"Jane ill! Jane dying!" exclaimed Miss Rosetta. "Why, she was the healthiest girl I ever knew! But then I've never seen her, nor heard from her, since she got married fifteen years ago. I dare say her husband was a brute and neglected her, and she's pined away by slow degrees. I've no faith in husbands. Look at Charlotte! Everybody knows how Jacob Wheeler used her. To be sure, she deserved it, but—"

"Mrs. Roberts' husband is dead," said Mr. Patterson. "Died about two months ago, I understand, and she has a little baby six months old, and she thought perhaps Mrs. Wheeler would take it for old times' sake—"

"Did Charlotte ask you to call and tell me this?" demanded Miss Rosetta eagerly.

"No; she just told me what was in the letter. She didn't mention you; but I thought, perhaps, you ought to be told—"

"I knew it," said Miss Rosetta in a tone of bitter assurance. "I could have told you so. Charlotte wouldn't even let me know that Jane was ill. Charlotte would be afraid I would want to get the baby, seeing that Jane and I were such intimate friends long ago. And who has a better right to it than me, I should like to know? Ain't I the oldest? And haven't I had experience in bringing up babies? Charlotte needn't think she is going to run the affairs of our family just because she happened to get married. Jacob Wheeler—"
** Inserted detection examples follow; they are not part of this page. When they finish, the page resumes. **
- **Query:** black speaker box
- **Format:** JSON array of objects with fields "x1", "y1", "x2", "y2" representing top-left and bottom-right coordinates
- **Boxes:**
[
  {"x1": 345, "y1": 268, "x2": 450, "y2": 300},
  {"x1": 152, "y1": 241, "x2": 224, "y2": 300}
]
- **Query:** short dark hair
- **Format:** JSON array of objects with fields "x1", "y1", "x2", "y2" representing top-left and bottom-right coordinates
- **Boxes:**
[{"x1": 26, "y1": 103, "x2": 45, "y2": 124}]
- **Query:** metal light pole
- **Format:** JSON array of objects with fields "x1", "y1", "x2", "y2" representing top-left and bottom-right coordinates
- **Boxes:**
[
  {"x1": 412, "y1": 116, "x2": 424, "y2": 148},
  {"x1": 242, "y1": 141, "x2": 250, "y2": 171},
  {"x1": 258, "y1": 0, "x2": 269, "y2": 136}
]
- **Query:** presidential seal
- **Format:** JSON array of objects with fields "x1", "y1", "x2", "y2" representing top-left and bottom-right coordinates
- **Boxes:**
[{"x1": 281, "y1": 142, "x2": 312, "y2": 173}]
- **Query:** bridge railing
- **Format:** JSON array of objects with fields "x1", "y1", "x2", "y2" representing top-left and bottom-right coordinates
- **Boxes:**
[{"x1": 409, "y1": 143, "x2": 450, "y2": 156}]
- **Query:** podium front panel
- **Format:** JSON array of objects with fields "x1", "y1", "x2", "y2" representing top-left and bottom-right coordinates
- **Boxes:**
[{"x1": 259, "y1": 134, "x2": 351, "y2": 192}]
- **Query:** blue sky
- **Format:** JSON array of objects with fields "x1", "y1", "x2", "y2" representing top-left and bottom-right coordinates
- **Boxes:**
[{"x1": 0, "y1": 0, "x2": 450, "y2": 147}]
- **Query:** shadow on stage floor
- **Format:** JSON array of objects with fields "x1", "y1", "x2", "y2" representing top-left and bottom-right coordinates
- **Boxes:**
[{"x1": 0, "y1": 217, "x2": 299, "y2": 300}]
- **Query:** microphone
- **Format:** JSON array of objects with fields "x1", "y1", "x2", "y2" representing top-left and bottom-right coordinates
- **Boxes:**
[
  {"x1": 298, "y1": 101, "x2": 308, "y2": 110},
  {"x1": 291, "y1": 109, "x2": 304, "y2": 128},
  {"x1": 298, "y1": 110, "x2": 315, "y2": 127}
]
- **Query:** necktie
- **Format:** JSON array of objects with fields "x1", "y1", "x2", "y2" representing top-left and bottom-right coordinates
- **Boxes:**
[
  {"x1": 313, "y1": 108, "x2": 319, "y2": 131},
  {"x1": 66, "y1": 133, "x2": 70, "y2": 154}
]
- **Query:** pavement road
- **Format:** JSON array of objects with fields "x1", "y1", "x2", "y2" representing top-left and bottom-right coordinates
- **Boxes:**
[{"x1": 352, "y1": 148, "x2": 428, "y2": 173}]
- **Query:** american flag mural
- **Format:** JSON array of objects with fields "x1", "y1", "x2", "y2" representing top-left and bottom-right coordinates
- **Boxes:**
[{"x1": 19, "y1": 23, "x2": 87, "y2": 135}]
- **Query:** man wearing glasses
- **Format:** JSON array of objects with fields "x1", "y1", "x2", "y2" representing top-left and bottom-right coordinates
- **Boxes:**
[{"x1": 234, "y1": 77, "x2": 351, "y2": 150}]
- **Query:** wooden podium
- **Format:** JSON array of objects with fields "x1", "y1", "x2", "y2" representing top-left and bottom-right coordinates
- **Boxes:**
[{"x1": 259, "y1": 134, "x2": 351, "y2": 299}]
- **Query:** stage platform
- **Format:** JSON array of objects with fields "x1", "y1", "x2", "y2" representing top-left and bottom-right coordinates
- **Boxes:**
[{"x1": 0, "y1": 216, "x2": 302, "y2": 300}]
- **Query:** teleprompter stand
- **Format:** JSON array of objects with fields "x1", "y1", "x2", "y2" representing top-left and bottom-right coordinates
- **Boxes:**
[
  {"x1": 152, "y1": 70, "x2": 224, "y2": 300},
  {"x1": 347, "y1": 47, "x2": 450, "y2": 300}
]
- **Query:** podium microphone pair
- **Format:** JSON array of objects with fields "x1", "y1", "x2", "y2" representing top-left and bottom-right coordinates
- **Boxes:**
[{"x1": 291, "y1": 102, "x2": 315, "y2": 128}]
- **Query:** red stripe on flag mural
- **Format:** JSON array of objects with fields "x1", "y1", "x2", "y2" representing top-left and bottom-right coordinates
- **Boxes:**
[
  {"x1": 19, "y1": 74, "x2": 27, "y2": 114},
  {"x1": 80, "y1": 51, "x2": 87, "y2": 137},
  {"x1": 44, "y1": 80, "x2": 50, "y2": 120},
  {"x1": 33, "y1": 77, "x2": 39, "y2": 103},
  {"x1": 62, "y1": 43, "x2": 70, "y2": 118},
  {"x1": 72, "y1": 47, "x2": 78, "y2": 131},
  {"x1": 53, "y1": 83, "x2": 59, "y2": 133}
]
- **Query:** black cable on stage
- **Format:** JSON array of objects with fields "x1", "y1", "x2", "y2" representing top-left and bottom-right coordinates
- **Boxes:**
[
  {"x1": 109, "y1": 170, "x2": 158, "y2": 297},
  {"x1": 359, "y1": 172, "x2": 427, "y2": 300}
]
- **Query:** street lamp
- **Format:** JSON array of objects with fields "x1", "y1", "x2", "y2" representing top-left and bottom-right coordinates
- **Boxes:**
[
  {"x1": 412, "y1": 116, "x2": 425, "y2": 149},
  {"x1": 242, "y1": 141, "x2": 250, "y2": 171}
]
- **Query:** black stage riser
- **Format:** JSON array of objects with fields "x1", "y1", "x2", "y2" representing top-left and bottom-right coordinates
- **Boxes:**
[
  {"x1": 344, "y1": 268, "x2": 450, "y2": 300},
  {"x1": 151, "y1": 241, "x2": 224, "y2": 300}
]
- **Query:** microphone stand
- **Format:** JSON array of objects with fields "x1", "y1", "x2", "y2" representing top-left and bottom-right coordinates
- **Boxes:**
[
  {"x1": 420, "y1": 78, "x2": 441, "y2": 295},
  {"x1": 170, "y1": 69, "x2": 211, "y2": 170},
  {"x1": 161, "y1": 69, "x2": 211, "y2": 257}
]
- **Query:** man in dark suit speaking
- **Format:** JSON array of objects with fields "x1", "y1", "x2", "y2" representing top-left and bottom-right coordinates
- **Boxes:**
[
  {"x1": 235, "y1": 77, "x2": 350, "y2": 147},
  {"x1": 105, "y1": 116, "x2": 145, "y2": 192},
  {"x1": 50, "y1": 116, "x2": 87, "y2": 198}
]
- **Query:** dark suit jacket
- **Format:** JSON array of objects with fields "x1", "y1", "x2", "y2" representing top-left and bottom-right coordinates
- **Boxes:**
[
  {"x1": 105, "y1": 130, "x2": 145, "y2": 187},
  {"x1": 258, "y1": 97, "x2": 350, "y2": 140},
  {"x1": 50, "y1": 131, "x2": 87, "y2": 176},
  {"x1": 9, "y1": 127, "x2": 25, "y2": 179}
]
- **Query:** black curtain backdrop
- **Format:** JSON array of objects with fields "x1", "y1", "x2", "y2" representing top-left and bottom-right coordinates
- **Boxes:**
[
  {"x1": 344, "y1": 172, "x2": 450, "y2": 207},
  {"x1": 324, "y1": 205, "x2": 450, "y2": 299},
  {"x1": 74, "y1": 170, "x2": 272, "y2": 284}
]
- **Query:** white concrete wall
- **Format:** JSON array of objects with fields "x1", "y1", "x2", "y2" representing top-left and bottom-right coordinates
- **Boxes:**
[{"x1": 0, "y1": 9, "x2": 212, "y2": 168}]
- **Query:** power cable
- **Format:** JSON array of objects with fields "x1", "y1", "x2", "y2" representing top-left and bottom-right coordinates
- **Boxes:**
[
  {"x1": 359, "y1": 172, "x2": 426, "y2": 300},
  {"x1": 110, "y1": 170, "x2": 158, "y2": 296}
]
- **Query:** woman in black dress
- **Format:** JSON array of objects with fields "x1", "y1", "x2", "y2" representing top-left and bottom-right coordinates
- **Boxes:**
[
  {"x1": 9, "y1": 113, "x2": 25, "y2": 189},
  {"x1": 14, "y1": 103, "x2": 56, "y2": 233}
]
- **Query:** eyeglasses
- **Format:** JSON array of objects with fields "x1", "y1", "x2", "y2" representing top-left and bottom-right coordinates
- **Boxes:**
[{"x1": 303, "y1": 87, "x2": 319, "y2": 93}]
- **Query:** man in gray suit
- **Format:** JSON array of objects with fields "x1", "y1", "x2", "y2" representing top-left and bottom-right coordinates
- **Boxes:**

"I must be going," said Mr. Patterson, gathering up his reins thankfully.

"I am much obliged to you for coming to tell me about Jane," said Miss Rosetta, "even though you have wasted a lot of precious time getting it out. If it hadn't been for you I suppose I should never have known it at all. As it is, I shall start for town just as soon as I can get ready."

"You'll have to hurry if you want to get ahead of Mrs. Wheeler," advised Mr. Patterson. "She's packing her trunk and going on the morning train."

"I'll pack a valise and go on the afternoon train," retorted Miss Rosetta triumphantly. "I'll show Charlotte she isn't running the Ellis affairs. She married out of them into the Wheelers. She can attend to them. Jacob Wheeler was the most—"

But Mr. Patterson had driven away. He felt that he had done his duty in the face of fearful odds, and he did not want to hear anything more about Jacob Wheeler.